Evelyn looked out her second-floor window and watched the Main Street traffic go by. It was rush hour in Fallbrook now, which meant an orderly line of commuters headed out of town in each direction, and plenty of moms and dads, Brian among them, taking their children to school. Pendleton Marines and employees were stacked up westbound for the base. Main Street would be quiet again by nine o’clock. Back when she was a girl there was maybe one-fifth of this traffic on Main at rush hour, which meant almost none. But she liked the way that her little town had grown to a whopping 30,000 citizens. In her opinion, it was every bit as good a place to live as it had ever been. A real Main Street kind of town. And she knew that without such growth she might not have been able to begin her professional career here. It was a vibrant little city and it had let her stay and become a part of it. She saw one of her campaign posters, wondered if she should have just skipped the picture and used text and colors instead. Not far away was a poster for Walt Rood and she had to admit he had an open and likable face.

She turned back to her notepad and calculator, backing out the debt on the Norrises’ condos from the value of their home and property, projecting income tax on pension disbursements, coming up with an estimated net worth of $1.3 million.
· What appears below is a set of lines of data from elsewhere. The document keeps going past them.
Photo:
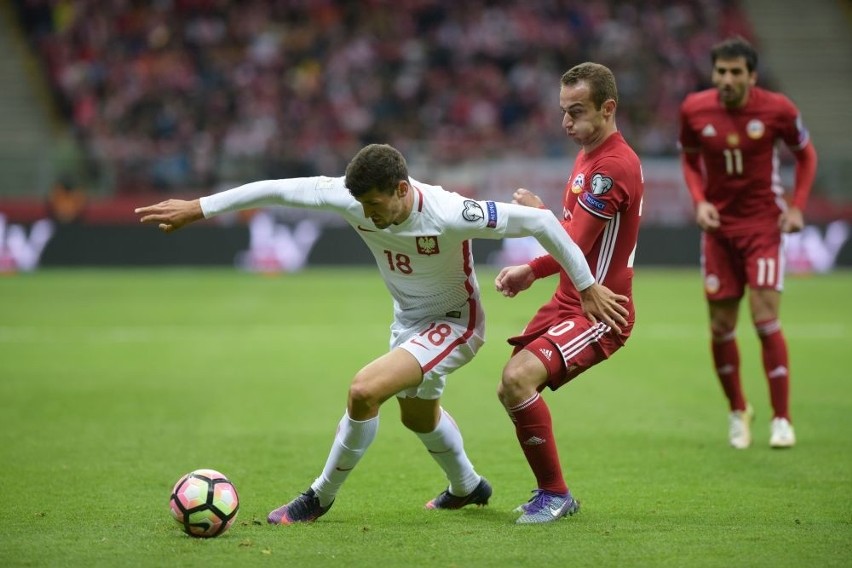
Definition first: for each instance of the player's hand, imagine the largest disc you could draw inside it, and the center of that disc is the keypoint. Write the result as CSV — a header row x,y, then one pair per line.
x,y
707,216
791,221
514,279
172,214
602,304
526,197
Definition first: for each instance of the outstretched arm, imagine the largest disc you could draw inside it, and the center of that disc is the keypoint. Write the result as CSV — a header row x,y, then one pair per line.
x,y
308,193
172,214
599,302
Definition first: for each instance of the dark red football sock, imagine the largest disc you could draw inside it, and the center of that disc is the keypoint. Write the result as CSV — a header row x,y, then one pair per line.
x,y
776,365
726,359
534,429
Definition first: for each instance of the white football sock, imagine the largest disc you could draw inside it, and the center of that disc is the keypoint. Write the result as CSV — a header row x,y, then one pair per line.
x,y
446,447
352,439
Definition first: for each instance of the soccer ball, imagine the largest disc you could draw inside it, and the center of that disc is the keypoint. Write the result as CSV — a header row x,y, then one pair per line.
x,y
204,502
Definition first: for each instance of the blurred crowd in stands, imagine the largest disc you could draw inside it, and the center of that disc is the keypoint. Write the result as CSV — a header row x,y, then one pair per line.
x,y
175,95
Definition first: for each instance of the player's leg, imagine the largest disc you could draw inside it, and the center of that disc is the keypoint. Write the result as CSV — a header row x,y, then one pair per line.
x,y
372,385
562,353
766,279
724,285
441,346
442,438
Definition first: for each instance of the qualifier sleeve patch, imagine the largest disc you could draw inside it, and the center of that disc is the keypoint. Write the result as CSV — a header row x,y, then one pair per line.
x,y
492,213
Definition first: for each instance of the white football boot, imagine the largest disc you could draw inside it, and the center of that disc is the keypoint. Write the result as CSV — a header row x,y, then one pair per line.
x,y
783,435
739,427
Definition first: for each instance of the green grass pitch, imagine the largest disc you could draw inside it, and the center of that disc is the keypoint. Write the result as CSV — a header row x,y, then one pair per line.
x,y
115,383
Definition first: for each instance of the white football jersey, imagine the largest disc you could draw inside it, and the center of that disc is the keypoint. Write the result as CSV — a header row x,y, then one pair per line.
x,y
426,261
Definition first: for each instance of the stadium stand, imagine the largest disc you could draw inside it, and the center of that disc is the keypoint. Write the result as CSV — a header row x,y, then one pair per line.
x,y
184,94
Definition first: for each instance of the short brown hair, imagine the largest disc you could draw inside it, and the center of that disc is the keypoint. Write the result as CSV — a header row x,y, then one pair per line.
x,y
732,48
377,166
599,77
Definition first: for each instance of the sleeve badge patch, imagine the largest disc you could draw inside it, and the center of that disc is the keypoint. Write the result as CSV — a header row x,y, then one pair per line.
x,y
492,214
601,184
427,245
472,211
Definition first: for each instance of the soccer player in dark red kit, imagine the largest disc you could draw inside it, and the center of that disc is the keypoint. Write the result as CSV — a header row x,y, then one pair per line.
x,y
601,211
729,139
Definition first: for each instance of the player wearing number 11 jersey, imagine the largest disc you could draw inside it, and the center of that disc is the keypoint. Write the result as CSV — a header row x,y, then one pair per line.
x,y
729,137
420,236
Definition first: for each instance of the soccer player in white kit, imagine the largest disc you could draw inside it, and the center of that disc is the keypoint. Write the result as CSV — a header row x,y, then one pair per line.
x,y
420,236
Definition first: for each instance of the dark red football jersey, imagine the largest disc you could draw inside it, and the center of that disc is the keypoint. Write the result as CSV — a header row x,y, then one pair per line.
x,y
602,207
740,154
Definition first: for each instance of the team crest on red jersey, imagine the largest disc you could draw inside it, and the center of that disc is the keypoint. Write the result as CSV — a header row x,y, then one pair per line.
x,y
578,183
427,245
755,129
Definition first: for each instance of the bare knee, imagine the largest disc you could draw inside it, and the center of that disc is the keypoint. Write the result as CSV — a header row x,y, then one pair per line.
x,y
522,376
364,401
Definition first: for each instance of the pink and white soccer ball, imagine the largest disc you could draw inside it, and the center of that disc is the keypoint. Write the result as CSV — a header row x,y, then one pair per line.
x,y
205,503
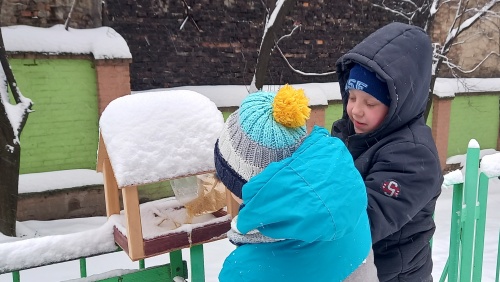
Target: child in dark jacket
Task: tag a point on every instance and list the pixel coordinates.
(303, 213)
(384, 82)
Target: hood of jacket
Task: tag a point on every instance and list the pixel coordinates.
(401, 55)
(317, 194)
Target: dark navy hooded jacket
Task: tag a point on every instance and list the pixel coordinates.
(398, 161)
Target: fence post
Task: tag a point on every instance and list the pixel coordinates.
(480, 228)
(469, 211)
(83, 267)
(498, 258)
(455, 232)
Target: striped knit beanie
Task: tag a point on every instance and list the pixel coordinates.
(267, 127)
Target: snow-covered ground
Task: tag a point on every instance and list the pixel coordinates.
(215, 252)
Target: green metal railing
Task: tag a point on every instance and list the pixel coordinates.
(465, 258)
(468, 223)
(167, 272)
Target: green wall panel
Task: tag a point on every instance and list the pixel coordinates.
(473, 117)
(62, 132)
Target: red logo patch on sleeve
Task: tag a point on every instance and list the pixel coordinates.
(391, 188)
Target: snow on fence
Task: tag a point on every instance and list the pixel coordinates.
(468, 216)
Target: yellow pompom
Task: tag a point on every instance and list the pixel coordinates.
(290, 107)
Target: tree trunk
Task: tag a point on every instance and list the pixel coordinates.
(268, 43)
(10, 155)
(10, 150)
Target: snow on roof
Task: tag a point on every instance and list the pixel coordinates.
(322, 93)
(102, 42)
(233, 95)
(160, 135)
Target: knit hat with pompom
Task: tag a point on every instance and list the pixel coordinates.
(267, 127)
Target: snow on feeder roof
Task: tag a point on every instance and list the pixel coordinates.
(155, 136)
(101, 42)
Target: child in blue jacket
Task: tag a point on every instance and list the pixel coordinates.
(384, 83)
(303, 213)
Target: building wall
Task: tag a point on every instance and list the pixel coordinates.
(473, 116)
(46, 13)
(474, 45)
(62, 132)
(222, 47)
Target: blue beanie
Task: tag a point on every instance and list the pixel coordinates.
(362, 79)
(268, 127)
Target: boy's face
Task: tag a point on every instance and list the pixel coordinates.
(365, 111)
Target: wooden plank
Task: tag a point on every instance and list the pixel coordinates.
(134, 226)
(233, 206)
(111, 193)
(101, 154)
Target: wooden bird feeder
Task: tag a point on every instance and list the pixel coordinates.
(151, 137)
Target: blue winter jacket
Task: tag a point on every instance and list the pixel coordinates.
(315, 200)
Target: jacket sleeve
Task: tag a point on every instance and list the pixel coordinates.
(411, 174)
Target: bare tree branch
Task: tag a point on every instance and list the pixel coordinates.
(288, 63)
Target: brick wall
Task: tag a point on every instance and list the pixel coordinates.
(46, 13)
(222, 47)
(113, 80)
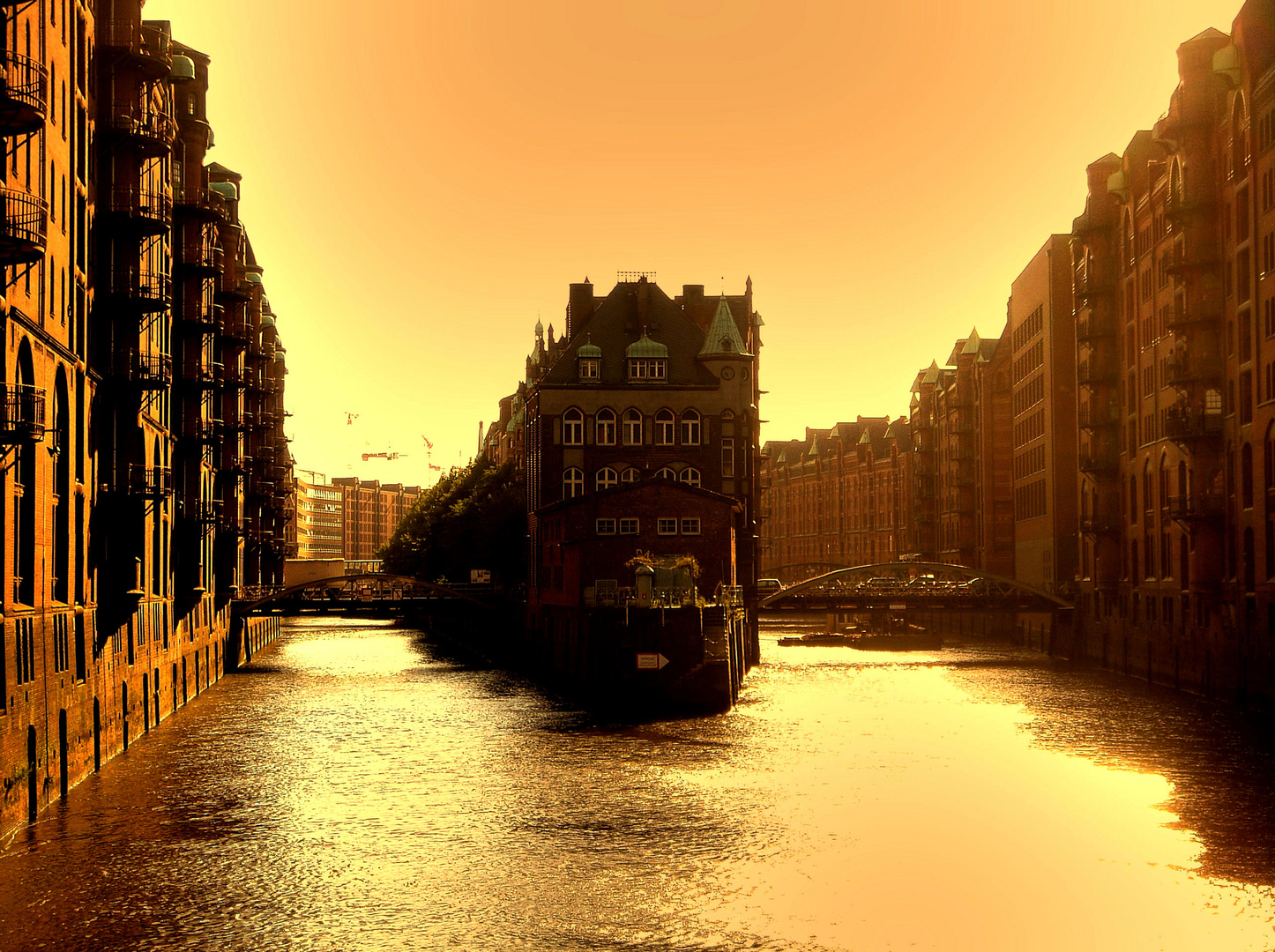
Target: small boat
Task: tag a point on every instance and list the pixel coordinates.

At sixty-six years of age, Archie was drawing social security, but not much. Caroline was only forty-six. They were both healthy so far as Evelyn knew. There were two universal variable life insurance policies in place but they had borrowed against them, gutting the cash-surrender values, and the death benefits were about to lapse.
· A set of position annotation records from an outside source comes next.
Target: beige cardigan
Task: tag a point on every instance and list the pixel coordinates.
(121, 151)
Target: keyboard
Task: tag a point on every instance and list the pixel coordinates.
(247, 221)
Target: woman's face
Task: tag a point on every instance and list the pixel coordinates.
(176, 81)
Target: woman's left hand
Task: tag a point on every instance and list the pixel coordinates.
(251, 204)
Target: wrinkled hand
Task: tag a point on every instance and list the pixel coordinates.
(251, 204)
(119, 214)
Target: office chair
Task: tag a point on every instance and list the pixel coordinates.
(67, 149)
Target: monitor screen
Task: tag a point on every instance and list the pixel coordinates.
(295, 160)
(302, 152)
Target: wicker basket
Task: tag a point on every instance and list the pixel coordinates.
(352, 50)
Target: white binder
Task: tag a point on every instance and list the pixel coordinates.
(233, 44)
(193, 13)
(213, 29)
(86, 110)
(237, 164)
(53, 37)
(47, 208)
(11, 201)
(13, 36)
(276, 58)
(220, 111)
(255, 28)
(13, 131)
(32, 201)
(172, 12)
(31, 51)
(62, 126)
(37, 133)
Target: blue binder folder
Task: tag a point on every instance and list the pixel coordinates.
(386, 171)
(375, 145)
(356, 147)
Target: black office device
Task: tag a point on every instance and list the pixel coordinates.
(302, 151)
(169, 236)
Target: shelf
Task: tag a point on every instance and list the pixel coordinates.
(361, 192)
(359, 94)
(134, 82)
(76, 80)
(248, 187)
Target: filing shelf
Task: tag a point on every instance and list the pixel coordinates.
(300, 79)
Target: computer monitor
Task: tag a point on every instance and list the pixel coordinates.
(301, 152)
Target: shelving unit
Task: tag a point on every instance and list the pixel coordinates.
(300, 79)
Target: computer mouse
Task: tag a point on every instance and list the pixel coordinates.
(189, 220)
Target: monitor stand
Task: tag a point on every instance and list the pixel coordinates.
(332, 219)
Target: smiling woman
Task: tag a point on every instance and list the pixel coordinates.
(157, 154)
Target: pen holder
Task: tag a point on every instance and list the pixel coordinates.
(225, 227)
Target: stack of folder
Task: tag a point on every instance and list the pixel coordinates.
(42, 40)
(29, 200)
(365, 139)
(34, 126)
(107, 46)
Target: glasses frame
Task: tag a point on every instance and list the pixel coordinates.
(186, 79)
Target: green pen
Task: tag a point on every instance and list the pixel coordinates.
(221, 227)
If by “living well,” Larry Williams had meant selling at market value, paying off their debts and buying a small home for $300,000 — and drawing down the remaining $1 million over, say, the next ten years of Archie’s life, and the next twenty-five of Caroline’s — then yes, they could do it. But if you figured inflation at even 1 percent a year, plus medical costs, and basic necessities, it was a pretty thin lifeline. A million dollars over twenty years was fifty grand a year. Out of that they’d have to pay taxes and utilities, supplemental health insurance, food, clothes, and cars. They might want to go see their sons and grandkids. Maybe take a vacation. Fifty grand a year was not much money to do all of that, after a lifetime of work, she thought. Hard, hard work. Sell it all and live out your days, frugal and limited, looking over your shoulder? Things could be worse, and in fact they were worse for many. No wonder Caroline Norris had looked so intensely worried yesterday, Evelyn thought. No doubt she’d run these same figures herself since the fire. The latest purchase offer from the Newport Beach doctor really was low — ironically, bitterly low — $1,300,000. Just enough for the Norrises to pay their debts, walk away, and begin their third act in life with a few pennies of the many dollars they’d earned.